2,5 % de fonds euros en 2025 : est-ce encore intéressant ?
Par rapport au Livret A à 2,4 %, la différence est ténue en apparence. Mais deux points nuancent cette comparaison.
D’un côté, le fonds euros est soumis aux prélèvements sociaux (17,2 %) prélevés annuellement sur les intérêts. Un fonds euros à 2,5 % produit environ 2,07 % net. Le Livret A à 2,4 %, exonéré de prélèvements, donne 2,4 % net. Le Livret A conserve un léger avantage fiscal sur la fraction comparable.
De l’autre côté, l’assurance vie n’est pas que son fonds euros. C’est une enveloppe qui combine sécurité (fonds euros) et potentiel de rendement (unités de compte), avec un avantage fiscal sur les retraits après huit ans et un régime de transmission hors succession. Comparer un contrat d’assurance vie au seul Livret A, c’est comparer une enveloppe à un produit.
La vraie question n’est donc pas « est-ce que le fonds euros vaut encore mieux que le Livret A ? ». Elle est : « Quelle est la part de mon assurance vie qui doit rester en fonds euros, et quelle part doit être en unités de compte ? »
Comment ajuster la répartition de son assurance vie face à cette baisse des fonds euros ?

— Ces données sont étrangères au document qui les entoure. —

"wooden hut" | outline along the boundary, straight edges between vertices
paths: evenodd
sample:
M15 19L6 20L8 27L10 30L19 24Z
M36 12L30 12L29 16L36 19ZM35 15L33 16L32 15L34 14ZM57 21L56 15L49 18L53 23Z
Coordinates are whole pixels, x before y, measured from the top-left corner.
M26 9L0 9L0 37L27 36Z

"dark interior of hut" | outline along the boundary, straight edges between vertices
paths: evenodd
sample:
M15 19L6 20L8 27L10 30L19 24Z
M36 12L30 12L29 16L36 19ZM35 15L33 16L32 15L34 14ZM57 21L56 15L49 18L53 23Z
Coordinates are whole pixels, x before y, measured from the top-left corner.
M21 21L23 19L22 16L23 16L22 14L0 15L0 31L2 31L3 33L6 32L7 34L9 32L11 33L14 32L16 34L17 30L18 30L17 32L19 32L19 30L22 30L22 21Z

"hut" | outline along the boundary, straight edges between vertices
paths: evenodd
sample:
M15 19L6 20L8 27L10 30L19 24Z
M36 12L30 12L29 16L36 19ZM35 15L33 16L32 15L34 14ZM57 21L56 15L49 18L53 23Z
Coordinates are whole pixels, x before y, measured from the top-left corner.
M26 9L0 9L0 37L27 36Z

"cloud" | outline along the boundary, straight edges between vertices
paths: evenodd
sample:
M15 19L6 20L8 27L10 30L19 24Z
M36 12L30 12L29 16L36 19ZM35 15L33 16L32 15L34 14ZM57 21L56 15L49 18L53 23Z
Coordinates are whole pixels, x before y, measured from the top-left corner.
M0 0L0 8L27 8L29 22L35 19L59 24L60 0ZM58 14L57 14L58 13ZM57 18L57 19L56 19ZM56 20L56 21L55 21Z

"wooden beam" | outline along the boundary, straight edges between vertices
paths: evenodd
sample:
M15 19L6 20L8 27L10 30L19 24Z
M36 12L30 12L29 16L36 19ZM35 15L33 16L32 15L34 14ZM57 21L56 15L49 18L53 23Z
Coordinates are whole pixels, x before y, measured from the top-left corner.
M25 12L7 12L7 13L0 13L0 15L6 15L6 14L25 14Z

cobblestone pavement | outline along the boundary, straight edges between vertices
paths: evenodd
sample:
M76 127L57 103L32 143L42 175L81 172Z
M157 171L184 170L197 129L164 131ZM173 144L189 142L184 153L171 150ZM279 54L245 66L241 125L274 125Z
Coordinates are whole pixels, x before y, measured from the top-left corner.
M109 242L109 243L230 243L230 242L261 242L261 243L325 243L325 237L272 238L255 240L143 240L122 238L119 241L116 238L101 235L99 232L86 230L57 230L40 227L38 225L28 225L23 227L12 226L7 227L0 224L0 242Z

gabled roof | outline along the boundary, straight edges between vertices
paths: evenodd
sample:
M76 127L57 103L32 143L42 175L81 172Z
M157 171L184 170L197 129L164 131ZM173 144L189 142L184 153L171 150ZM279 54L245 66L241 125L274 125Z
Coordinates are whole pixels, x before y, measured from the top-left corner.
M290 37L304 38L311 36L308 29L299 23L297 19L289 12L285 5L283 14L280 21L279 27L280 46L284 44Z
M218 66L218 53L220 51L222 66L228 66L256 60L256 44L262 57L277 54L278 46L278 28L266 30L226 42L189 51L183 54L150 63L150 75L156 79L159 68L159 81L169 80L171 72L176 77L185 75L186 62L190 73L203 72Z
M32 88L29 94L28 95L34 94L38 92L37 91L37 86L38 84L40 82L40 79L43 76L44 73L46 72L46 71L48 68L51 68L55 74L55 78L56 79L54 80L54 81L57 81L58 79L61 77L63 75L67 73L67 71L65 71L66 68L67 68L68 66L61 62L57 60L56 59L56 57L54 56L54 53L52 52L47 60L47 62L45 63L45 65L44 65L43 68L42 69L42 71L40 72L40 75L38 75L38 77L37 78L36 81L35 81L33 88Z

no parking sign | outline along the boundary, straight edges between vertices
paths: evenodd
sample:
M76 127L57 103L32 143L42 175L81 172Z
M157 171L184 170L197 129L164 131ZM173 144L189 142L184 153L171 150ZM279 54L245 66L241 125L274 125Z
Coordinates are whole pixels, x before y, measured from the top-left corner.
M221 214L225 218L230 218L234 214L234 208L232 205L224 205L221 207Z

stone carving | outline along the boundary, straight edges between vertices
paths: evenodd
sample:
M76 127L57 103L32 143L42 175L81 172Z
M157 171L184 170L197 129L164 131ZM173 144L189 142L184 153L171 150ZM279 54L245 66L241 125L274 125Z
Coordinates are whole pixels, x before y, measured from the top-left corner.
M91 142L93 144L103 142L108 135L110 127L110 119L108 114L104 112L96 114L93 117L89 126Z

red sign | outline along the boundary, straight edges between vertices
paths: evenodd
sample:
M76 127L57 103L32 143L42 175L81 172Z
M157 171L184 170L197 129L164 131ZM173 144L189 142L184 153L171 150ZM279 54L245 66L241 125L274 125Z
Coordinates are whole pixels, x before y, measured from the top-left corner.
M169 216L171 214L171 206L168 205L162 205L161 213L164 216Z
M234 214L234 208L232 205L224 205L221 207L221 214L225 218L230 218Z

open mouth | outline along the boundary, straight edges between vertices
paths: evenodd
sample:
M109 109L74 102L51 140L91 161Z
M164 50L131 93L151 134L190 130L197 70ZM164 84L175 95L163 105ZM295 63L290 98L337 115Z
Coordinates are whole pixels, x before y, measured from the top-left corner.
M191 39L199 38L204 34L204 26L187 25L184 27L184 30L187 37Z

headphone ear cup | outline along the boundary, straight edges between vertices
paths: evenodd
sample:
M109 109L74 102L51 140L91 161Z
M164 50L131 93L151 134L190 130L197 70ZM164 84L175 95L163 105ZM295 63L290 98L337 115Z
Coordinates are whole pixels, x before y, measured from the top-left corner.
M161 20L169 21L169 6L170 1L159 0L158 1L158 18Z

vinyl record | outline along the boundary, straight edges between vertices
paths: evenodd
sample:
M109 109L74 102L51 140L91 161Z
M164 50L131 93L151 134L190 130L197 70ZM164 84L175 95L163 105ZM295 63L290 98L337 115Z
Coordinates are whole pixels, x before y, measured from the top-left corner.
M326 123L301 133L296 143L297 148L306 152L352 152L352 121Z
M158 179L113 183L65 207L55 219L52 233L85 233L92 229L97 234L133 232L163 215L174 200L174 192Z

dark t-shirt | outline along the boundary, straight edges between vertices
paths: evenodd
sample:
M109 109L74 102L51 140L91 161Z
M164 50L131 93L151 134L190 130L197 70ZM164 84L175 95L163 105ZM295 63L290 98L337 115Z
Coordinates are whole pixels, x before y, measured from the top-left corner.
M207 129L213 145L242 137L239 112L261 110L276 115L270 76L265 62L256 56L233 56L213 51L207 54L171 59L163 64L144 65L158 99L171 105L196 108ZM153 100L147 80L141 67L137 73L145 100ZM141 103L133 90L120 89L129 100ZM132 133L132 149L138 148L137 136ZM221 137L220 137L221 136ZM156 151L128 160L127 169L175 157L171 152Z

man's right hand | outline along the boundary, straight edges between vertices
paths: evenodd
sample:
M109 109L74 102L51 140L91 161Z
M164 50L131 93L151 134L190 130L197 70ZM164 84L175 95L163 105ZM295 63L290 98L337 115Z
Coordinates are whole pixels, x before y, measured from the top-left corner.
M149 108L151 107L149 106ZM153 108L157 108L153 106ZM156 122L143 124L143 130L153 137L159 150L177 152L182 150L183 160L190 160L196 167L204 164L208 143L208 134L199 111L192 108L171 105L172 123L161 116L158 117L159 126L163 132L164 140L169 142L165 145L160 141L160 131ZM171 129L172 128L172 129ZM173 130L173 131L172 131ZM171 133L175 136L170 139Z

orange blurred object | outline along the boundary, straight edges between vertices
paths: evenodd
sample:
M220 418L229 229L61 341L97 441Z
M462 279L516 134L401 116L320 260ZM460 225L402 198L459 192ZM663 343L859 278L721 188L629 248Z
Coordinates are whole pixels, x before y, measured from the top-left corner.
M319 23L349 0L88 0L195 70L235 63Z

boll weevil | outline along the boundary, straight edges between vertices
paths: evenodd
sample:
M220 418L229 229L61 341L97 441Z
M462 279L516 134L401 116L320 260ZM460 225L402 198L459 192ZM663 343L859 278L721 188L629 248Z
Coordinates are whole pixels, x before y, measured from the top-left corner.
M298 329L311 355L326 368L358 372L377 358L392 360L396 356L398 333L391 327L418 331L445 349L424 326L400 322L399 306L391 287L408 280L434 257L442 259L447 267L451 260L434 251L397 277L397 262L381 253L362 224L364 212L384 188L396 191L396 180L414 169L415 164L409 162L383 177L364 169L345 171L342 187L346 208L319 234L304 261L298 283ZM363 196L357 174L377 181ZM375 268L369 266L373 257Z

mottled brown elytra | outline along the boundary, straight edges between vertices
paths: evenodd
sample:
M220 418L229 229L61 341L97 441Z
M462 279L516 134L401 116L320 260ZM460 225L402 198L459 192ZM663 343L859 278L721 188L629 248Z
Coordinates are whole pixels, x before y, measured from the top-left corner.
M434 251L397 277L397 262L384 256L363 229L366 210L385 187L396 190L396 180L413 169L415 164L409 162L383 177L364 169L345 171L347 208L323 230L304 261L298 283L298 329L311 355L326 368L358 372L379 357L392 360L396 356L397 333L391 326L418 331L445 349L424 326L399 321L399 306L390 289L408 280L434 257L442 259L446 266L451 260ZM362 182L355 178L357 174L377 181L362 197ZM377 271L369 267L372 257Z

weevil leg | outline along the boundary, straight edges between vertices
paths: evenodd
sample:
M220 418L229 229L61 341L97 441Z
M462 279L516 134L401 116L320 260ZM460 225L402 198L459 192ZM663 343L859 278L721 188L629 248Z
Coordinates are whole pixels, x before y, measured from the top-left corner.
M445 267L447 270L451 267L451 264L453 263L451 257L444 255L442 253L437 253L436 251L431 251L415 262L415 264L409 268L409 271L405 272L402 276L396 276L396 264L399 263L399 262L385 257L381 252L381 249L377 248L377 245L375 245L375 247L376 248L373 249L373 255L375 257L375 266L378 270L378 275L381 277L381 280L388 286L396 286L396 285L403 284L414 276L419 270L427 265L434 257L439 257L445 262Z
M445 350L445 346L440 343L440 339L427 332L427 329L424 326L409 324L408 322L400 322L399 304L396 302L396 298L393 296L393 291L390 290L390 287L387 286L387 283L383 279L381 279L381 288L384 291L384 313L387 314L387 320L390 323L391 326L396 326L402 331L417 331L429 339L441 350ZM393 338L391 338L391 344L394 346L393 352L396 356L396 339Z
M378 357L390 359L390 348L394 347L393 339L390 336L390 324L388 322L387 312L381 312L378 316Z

Si vous avez un horizon de placement de dix ans ou plus, la baisse du fonds euros est une bonne occasion de réévaluer votre allocation.
Pour un épargnant avec quinze ans devant lui qui avait augmenté sa part en fonds euros pendant la phase de hausse des taux (2022-2024), il est cohérent d’envisager de rediriger progressivement les nouveaux versements vers des unités de compte, notamment des ETF. Le fonds euros à 2,5 % net de prélèvements sociaux a un rendement réel à peine positif avec une inflation à 2 %. Sur quinze ans, c’est insuffisant pour construire un capital significatif.
Le rééquilibrage ne doit pas être brutal. Diriger les nouveaux versements vers les UC plutôt que de vendre massivement du fonds euros est la méthode la moins perturbatrice : pas d’impact fiscal, pas de risque de timing, et un ajustement progressif de l’allocation au fil des mois.
Faut-il changer de contrat si son fonds euros est particulièrement peu performant ?
Si votre contrat actuel affiche un fonds euros à 2 % brut quand les meilleurs du marché sont à 3 à 3,5 %, la question se pose. Sur un encours de 50 000 € sur vingt ans, l’écart de 1,5 % annualisé représente plusieurs dizaines de milliers d’euros de capital final.
Mais avant de transférer, calculez le coût complet de l’opération. Les frais de transfert ou de rachat du contrat actuel (s’il y en a), la fiscalité éventuelle si vous faites un rachat avant huit ans, le temps de traitement entre clôture et réouverture. Un transfert n’est rentable que si l’écart de performance compense ces frictions sur l’horizon restant.
Si votre contrat a plus de huit ans et que vous avez peu de gains latents à fiscaliser, le transfert vers un meilleur contrat est souvent pertinent. En dessous de huit ans avec des gains importants, le calcul est moins évident.
FAQ
Les fonds euros vont-ils remonter si l’inflation repart ?
Oui, avec un délai. Si l’inflation repart à la hausse, la BCE relèverait ses taux, et les rendements obligataires suivraient, tirant progressivement les fonds euros vers le haut. Le mécanisme est symétrique, dans les deux sens, avec la même inertie.
Un fonds euros « dynamique » offrant plus de rendement est-il risqué ?
Les fonds euros « dynamiques » ou « immobiliers » intègrent une proportion d’actifs moins liquides (immobilier, infrastructure, private equity) pour améliorer le rendement. En contrepartie, la garantie en capital peut être conditionnelle (maintien pendant un nombre minimum d’années) ou légèrement réduite. Lisez les conditions contractuelles avec attention avant de choisir ce type de support.
Peut-on arbitrer depuis le fonds euros vers les UC sans conséquence fiscale ?
Oui. Un arbitrage interne à votre contrat d’assurance vie, qu’il s’agisse d’un transfert du fonds euros vers des UC ou l’inverse, ne génère pas d’événement fiscal. La fiscalité ne s’applique qu’en cas de rachat (retrait de l’enveloppe), pas lors des mouvements internes.